Lorraine MoorePersonal Effectiveness

Random Acts of Kindness in Manhattan - Lorraine A. Moore

Media reports highlight the divisions among us every day. Anti-vaccination protests in Canada are blocking ambulances and patients requiring urgent care. The crisis in Afghanistan is a humanitarian tragedy of epic proportions. A US Supreme Court ruling supporting an abortion ban in Texas may affect women well beyond the borders of that state. Whatever your position on any of these, you are peering across a fence at others with an opposing view.

For this reason, and others, I was appreciative of the many random acts of kindness I experienced in Manhattan this week. As Springsteen said on stage Wednesday evening, when he was growing up in New Jersey, there were warnings to stay away from New York City, as “you will get killed there.”

We stayed in Harlem and relished the street music, laughter, colourful clothes, and great food. People were friendly and helpful. We walked most of the island over four days and rode the subway several times. We were also in the subway station and outdoors during the torrential rain and flash flooding on Wednesday night.

Here are just a few of the random acts of kindness we experienced or observed:

  • When entering a public toilet in a park, a woman immediately called out to let me know that there was no toilet paper and brought me some.
  • When the subway kiosk could not read either of my credit cards, a man stepped up and showed me how to insert and remove the card in a different way so that it would work.
  • In another subway incident, my wet metro pass would not work (500-year rains anyone?). After trying a few times, someone swiped their own metro pass to grant me access.
  • When subway trains were suspended, a young woman from Queens walked through the full station, offering to take others with her to Queens — by car.
  • A man walking by a coffee shop, turned back when, through the window, he saw a woman exiting with a stroller. He went back to the shop, opened the door for the woman, and then continued on his way.
  • A doorman stepped out onto the sidewalk and stopped a passerby to tell him that there was a wasp on his shoulder, and to wave it away.

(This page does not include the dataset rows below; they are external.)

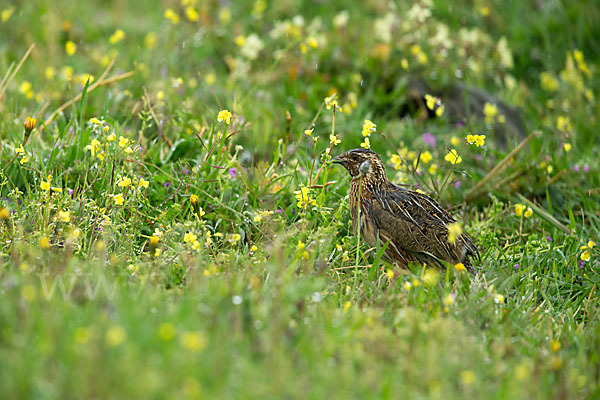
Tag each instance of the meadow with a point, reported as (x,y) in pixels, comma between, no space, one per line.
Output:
(171,224)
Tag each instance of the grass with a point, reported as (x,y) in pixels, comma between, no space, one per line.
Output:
(150,249)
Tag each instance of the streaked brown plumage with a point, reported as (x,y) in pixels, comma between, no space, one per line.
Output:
(415,225)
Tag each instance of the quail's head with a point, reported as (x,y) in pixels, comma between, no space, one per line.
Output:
(361,162)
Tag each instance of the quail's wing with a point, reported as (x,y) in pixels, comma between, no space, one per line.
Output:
(415,222)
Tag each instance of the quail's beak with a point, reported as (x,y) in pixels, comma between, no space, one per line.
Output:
(338,160)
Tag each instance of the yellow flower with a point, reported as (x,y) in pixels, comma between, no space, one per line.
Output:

At the Springsteen concert, the woman sitting beside me had flown from Austria for the show. It was her thirtieth time to see Springsteen. Originally from Jersey, but living in Austria for three decades, she had returned to the US after two years. Her family in Queens warned her to stay off the subway as “it is not like it was two years ago.”  Donned in our masks (as was virtually everyone) and keeping our distance, we rode the trains half a dozen times. And as evidenced by my experience, people were helpful and respectful.

Thank you, Manhattan residents, for showing some of your best sides this week.